Fourdoor
Active Member
Might not be as uncommon as you think. I have to make frequent business trips for work, averaging about 1 trip per week. Each trip requires at least 1 supercharger visit. That's in no way abuse. It's what I need to go about my daily life. I'd be happy to pay for each visit, but that's not how it is currently handled. Instead, my above average supercharger use is subsidized by those of you who use the superchargers less than average. To those people, I offer my thanks, and my promise to switch to pay per use if and when it becomes available.
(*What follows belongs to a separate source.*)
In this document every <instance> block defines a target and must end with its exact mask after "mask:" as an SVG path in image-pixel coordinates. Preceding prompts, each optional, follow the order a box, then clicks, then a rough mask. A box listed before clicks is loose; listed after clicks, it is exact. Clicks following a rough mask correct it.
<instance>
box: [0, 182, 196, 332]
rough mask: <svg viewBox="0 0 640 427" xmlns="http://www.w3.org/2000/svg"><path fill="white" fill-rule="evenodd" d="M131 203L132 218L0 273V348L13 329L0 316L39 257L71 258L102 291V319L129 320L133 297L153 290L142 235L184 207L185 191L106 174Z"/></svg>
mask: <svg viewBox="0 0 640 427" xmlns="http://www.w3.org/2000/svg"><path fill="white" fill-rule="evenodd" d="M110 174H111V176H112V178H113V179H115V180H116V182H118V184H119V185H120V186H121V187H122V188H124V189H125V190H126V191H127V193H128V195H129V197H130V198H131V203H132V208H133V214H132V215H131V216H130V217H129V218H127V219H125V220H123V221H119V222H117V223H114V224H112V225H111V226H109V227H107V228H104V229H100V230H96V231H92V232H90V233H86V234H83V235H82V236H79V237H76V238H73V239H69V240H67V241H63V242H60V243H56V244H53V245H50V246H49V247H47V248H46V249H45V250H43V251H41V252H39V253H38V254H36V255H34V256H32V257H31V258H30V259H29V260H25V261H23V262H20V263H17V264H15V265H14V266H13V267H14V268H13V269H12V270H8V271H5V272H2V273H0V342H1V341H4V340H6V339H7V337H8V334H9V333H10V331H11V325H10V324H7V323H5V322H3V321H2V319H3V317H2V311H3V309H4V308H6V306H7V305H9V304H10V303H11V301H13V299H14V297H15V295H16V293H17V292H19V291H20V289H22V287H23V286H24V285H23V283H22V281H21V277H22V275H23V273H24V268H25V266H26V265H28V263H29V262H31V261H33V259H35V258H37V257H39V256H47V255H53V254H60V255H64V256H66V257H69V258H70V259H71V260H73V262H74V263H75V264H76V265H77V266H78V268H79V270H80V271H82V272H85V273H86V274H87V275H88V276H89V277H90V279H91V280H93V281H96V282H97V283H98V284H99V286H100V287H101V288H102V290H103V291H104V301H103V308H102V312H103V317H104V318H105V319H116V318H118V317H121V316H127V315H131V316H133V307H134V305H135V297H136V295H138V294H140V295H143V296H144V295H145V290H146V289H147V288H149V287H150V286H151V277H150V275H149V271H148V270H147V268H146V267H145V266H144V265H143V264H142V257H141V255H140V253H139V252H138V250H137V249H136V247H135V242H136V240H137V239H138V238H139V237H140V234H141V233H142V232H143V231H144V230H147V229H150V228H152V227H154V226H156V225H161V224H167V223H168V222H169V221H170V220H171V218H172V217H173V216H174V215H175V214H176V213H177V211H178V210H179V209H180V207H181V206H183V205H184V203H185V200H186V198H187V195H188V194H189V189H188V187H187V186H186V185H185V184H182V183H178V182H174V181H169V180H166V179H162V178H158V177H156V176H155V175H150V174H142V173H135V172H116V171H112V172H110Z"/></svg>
Actually, your supercharging cost rolled into the purchase price is what is paying for the Supercharger that is being built in Meridian Mississippi... that Supercharger (much like the one at the Meijers in Terre Haute Indiana) will sit empty and un-used 95% of the time, possibly more... but when someone is coming through on a road trip they will bless you to the stars and the moon for ponying up the dough for the infrastructure expansion.
I really like to drive. What do you do with your weekends? I like to get in the car, pick a direction, and GO. It is nice to see things with your own eyes, instead of on a computer screen. There are still too many places I haven't been yet. I look forward to going to see them while driving fully electric.
As for it being a 'time warp'... I'm not sure what you mean by that. Lemme check my math... Hmmm... 365 days per year... Divided by 7 days in a week... Comes to 52 weeks... So, if I hit the road every weekend... That makes for at least 50 weekends of GO time.
I really like to drive. Yeah, I know that most people don't. They consider cars to be naught more than a conveyance of necessity or conveyance. A means to get from a given Point 'A' to another Point 'B'. People who drive in tight circles between home, work, store, church/temple/synagogue -- and nowhere else, all year. That's why leasing firms and insurance agencies figure most only drive 12,000 to 15,000 miles per year. Their loss. If I only needed to travel around 1,000 miles per month, I wouldn't need a car at all. I'd walk, or take the bus.
"You may say I'm a dreamer, but I'm not the only one...
"Perhaps one day you will join us, and the world will live as one..."
People ask me why I didn't like living in Hawaii... the answer was that unless you like to drive in circles there was nowhere to GO without getting on an airplane and being miserable for several hours... and then not having your car when you reached where ever the plane was going. I was fine for the first 6 months but then I was sick and tired of not being able to just hop in the car and go somewhere.